Depuis deux semaines, j’ai The future of the book ouvert dans mon navigateur. Et je ne cesse de me dire, voici le futur, pas tant à cause du texte, que de la façon dont il nous est présenté par The Economist. C’est un essai à double sens, dont la forme illustre magistralement le propos.
Nous avons le choix entre trois modes de lecture : audio, livre et rouleau. Jamais selon moi personne n’a aussi magnifiquement illustré la séparation entre forme et données. Et c’est cela le futur : une adaptation du contenu aux préférences de chacun. Une forme à la carte. Bientôt nous n’aurons pas trois choix, mais dix et sans doute davantage.
Longtemps on a confondu l’objet livre et le texte, c’est bel et bien terminé. Et avec toute l’industrie spécifique du livre. Demain les éditeurs éditeront des textes polymorphes comme nous le laisse deviner The Economist. Le livre ne sera plus qu’une possibilité parmi d’autres.
Pour ma part, sur un ordinateur, j’ai un faible pour le mode rouleau, celui auquel nous a habitués la page d’accueil des premiers blogs. Sur une tablette, je préfère le mode livre. En footing, c’est l’audio.
J’ai tourné et retourné ces idées, je suis sans cesse revenu sur la page de The Economist, comme si elle avait quelque chose à me dire et comme si j’étais encore incapable de comprendre.
Comment appliquer cette pluralité de formes sur mon blog ? Mes textes sont stockés dans une base de données. Techniquement rien ne m’empêche d’alterner entre le mode rouleau et le mode livre, sinon la nécessité de dénicher une app de lecture aussi souple que celle de The Economist.
Mais quel intérêt pour un billet ? Depuis des années, on les déroule sur quelques écrans, et ça marche plutôt bien. J’en suis resté là jusqu’à ce qu’une évidence s’impose. La plupart de mes billets s’inscrivent dans des séries : Vagabondages, Revenu de base, Édition, NetCulture… Il faudrait donc que ces séries s’enchaînent comme dans un rouleau ou comme dans un livre, exactement comme les chapitres dans l’essai de The Economist. Les commentaires, les tags, toutes les meta-informations doivent être écartées pour fluidifier le passage d’un billet à l’autre, pour rétablir leur flux. Le lecteur ne doit s’arrêter que quand tout est déroulé ou que quand il est fatigué.
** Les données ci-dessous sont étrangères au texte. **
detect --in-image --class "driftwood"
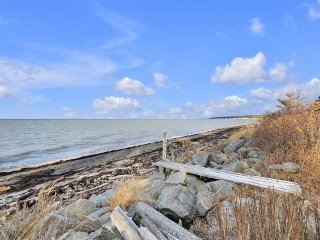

La fin d’un billet est arbitraire. Imaginez La Recherche découpée en jours de travail pour Proust. Ça serait autre chose et on ne percevrait sans doute pas l’ensemble comme une œuvre. Et si Proust avait publié de la sorte, il n’aurait sans doute pas sans cesse modifié l’ensemble.
Le blog a été pensé comme un journal, comme une chronologie, sur laquelle on ne revient pas. Depuis longtemps, nous avons dépassé ce mode d’écriture, sans changer ni l’interface ni le logiciel. Nous recourons à des artifices comme des sommaires pour créer un semblant de continuité. C’est du bricolage, désagréable pour le lecteur, surtout pour le nouveau venu qui n’a aucune raison de penser qu’il se tient sur la partie émergée de l’iceberg.
Pour nous rattraper, nous sommes souvent contraints de créer des livres ou des ebooks, une façon de donner forme à notre continuité. Ainsi nous sortons du blog, parce que le blog tel qu’il a été pensé ne convient pas à une pratique littéraire autre que fragmentaire.
Problème identifié. Solution esquissée par The Economist. Il reste à penser le template capable de restituer le flux. Nous n’avons rien à toucher dans nos bases de données, sinon peut-être stocker des signets pour qu’un lecteur revienne là où il s’est arrêté. Ce n’est pas un travail gigantesque, il va falloir que quelqu’un s’y colle. Ça me paraît maintenant urgent et indispensable.
Alors les éditeurs qui disent que l’autoédition n’existe pas découvriront que les œuvres majeures d’aujourd’hui sont toutes autopubliées sur le Web, qu’elles rassemblent bien plus de lecteurs que les œuvres enfermées dans les livres, simplement elles sont encore invisibles, car découpées en billets plutôt qu’être transformées en flux. Une fois cette évolution traversée, nous autres auteurs nous mettrons également à travailler l’ensemble du flux. Nous le ferons avancer, tout en revenant en arrière. Cela parce que les lecteurs seront enfin capables de voir ce qui aujourd’hui reste enterré dans le passé, hors d’atteinte de toute navigation.
Je crois comprendre que si j’écris encore hors du Web, c’est parce qu’il me manque le logiciel de publication adapté. Et que celui qui existe me pousse à une forme qui ne me convient pas toujours.